My last column discussed Lady Thatcher and drink. It is now time to move on to sex. But there is little to say. Hard as it may be for moderns to contemplate, she was uxorious. A million years ago, in her days in opposition, I was in the House having a drink with an elderly Tory MP when she swept past. His already rheumy voice thickened with sentiment. ‘Ishn’t she a lovely little thing,’ he mused (not quite how I would have described the leader of our party). ‘But you should have sheen her when she first arrived. Oh, she was sho beautiful. We all tried to [have our wicked way with] her. None of us got anywhere.’ Back in 1959, when the competition was Bessie Braddock and Dame Irene Ward, she must indeed have looked like a film star.

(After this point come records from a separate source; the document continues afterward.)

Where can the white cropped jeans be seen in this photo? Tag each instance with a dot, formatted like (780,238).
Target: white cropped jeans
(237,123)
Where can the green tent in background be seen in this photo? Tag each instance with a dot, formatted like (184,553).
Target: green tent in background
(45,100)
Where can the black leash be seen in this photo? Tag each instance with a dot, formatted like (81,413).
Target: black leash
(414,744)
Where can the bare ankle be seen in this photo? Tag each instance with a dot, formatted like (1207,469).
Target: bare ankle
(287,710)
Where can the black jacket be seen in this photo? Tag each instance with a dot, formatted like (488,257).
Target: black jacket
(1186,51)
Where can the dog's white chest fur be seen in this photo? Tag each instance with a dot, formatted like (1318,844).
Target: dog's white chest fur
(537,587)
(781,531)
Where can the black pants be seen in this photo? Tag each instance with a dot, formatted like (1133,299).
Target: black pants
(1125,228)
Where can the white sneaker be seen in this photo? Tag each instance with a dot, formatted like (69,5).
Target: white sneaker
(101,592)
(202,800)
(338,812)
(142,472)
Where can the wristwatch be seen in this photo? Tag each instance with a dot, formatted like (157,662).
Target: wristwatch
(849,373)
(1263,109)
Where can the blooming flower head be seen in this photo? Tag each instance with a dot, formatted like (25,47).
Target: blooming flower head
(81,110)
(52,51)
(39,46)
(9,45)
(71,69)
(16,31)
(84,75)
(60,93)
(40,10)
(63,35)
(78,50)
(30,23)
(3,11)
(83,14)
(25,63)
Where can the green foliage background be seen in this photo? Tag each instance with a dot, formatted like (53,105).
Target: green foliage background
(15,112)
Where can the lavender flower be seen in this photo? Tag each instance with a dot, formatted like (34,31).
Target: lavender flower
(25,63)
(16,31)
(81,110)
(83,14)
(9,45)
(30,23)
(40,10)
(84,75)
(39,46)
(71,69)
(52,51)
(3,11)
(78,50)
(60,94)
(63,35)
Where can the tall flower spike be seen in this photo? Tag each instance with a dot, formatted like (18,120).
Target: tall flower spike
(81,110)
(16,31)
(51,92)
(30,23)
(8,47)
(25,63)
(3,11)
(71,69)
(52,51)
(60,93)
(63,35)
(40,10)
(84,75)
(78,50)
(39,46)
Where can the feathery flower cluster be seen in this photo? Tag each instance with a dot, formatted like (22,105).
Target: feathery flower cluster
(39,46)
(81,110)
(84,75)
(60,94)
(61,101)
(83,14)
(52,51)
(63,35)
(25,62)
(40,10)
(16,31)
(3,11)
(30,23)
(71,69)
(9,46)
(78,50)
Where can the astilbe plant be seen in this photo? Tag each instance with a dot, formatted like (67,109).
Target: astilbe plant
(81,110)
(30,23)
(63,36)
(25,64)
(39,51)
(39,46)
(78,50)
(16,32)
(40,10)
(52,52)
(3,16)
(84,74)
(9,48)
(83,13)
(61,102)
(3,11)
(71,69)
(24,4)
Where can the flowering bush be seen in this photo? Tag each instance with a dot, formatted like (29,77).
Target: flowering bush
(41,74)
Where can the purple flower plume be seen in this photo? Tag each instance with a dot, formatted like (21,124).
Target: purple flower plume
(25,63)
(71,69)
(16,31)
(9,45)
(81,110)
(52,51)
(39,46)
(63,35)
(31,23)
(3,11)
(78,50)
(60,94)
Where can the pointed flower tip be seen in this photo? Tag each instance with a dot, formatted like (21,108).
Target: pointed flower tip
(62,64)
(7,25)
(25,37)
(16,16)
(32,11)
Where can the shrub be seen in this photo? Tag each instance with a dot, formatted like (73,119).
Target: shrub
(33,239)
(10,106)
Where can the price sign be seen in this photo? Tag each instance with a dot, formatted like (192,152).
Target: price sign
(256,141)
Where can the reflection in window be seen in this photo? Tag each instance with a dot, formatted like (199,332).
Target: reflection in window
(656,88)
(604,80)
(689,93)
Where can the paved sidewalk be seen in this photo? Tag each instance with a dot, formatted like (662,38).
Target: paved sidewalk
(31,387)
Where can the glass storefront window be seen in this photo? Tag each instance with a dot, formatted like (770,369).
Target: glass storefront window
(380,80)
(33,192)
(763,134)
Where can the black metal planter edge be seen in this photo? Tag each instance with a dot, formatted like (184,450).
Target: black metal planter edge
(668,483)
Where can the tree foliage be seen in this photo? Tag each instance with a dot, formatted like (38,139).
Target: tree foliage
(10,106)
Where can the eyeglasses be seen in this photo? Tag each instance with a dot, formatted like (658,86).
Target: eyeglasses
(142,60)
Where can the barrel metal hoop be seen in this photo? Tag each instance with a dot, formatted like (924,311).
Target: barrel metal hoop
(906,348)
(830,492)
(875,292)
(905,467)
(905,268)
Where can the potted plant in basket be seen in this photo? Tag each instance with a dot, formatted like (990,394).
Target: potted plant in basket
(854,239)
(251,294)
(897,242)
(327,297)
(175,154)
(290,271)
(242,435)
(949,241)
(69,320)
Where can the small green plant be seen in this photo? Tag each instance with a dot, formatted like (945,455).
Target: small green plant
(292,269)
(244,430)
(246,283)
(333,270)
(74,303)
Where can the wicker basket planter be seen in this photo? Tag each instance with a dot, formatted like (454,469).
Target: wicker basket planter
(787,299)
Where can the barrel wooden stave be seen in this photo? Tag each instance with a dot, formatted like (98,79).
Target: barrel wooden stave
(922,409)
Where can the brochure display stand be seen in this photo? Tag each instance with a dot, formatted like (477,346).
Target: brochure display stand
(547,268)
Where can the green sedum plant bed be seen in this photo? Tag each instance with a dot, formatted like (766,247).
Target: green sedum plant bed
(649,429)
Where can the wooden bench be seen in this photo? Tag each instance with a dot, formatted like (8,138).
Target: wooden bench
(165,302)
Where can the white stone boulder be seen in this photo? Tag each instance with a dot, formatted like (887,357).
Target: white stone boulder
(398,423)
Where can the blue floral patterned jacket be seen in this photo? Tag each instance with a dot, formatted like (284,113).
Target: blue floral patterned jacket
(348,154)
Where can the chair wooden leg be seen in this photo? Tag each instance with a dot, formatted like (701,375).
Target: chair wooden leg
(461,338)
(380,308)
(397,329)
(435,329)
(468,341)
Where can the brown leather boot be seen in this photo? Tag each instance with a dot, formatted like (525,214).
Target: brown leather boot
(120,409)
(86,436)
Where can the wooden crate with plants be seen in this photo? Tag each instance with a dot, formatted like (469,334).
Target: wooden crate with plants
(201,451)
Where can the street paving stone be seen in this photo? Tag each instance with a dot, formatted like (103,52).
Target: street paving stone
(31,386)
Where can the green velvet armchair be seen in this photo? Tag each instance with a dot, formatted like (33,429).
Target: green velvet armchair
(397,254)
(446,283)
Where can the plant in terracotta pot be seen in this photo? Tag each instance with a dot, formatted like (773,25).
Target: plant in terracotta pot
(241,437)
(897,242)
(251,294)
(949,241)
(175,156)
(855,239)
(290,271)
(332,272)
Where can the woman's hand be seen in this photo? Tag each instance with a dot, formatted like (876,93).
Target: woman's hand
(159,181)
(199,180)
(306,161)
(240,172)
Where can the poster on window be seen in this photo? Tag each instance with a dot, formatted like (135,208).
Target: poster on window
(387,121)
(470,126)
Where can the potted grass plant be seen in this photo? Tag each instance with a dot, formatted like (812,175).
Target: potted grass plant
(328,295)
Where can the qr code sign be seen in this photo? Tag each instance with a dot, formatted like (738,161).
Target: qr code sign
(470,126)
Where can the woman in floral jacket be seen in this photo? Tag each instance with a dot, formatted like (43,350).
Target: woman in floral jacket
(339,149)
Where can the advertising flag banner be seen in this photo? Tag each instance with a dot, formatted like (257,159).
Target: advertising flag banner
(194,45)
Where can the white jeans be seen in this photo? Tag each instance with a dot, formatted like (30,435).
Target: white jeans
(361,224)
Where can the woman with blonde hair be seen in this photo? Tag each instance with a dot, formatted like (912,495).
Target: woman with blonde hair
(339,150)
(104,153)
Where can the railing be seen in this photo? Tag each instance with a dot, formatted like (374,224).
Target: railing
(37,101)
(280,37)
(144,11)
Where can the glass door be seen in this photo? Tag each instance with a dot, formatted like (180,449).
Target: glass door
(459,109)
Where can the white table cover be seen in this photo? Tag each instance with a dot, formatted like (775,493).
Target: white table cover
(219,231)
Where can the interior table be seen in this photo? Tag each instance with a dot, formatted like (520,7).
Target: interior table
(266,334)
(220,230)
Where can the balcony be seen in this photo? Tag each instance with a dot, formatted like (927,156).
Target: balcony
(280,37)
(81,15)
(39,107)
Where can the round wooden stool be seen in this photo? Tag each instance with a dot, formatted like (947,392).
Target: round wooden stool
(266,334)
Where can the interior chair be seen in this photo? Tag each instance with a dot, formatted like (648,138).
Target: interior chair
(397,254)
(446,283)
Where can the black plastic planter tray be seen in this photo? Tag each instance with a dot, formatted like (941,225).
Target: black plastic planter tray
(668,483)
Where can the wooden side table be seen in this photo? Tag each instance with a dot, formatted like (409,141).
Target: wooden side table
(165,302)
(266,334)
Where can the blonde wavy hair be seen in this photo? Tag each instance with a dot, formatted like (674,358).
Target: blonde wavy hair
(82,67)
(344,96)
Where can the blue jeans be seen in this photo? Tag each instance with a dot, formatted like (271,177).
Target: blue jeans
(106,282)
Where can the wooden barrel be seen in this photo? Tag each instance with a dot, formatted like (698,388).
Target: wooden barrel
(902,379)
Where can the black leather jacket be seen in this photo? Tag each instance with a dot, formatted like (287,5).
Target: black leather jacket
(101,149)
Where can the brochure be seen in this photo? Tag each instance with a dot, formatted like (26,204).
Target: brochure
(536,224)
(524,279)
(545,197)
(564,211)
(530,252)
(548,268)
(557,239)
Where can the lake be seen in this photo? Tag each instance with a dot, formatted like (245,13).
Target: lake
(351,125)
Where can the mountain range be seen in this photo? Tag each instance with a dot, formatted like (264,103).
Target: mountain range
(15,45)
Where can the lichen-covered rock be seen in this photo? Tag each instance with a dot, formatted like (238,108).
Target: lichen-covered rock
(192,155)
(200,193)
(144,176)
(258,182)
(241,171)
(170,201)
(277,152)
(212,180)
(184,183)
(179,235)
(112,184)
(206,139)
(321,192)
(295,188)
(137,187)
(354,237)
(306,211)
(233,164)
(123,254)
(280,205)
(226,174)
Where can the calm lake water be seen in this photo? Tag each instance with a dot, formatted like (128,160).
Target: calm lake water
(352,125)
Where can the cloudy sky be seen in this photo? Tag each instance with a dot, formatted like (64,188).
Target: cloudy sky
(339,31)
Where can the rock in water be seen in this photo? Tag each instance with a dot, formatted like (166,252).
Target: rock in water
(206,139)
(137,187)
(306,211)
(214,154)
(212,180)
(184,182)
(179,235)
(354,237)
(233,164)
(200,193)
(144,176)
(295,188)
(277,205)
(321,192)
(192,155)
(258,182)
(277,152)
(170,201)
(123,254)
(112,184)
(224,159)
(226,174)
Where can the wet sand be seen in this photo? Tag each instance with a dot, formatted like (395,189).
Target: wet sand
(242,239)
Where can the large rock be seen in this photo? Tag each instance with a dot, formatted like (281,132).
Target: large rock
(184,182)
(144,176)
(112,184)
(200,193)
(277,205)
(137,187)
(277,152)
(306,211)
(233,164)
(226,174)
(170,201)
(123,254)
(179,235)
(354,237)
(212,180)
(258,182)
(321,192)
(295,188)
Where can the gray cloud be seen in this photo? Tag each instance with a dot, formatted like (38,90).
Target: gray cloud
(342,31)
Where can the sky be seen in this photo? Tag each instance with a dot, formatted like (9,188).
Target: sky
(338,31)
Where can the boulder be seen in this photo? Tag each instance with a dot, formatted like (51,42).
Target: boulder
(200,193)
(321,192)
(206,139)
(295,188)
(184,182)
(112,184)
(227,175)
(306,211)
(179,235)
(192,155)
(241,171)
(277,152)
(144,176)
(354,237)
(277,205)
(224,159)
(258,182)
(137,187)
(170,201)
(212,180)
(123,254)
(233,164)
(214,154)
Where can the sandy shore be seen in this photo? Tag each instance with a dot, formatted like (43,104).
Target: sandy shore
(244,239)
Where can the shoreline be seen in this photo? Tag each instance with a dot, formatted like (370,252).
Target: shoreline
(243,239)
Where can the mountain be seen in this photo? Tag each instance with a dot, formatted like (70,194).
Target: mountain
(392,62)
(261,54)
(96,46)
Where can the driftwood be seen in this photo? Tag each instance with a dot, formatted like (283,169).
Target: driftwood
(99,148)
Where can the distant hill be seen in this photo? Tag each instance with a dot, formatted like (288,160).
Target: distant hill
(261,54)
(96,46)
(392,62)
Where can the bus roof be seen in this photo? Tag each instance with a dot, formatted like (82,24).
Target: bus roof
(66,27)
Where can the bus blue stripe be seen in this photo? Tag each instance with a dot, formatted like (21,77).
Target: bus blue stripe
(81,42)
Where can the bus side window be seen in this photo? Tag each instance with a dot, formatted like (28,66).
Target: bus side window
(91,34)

Properly behaved herself, she was tolerant of others’ lapses, if sometimes a little naive. Once, at a shadow cabinet meeting, a colleague’s behaviour planted a doubt in her mind. Norman St John-Stevas rose, and apologised for leaving early; he was going to the Royal Academy dinner. ‘But Norman, I’m also going to the Academy dinner. And I’ve got two meetings after this shadow cabinet.’ ‘Ah, yes, Margaret; it takes me longer to change than it does you.’ Shortly afterwards, she asked the girls in her office whether Norman really was one of them and was astonished to be told that she must have been the last person in Parliament — in Britain — to notice.
The naiveté extended to language, as is well-documented: every prime minister needs a Willie, et al. Back in the days when Willie Whitelaw was indeed her stalwart in the battle against Jim Callaghan’s Labour party, I once heard her say: ‘I’ve told Willie he must cancel his lunch tomorrow, because I must leave someone in charge.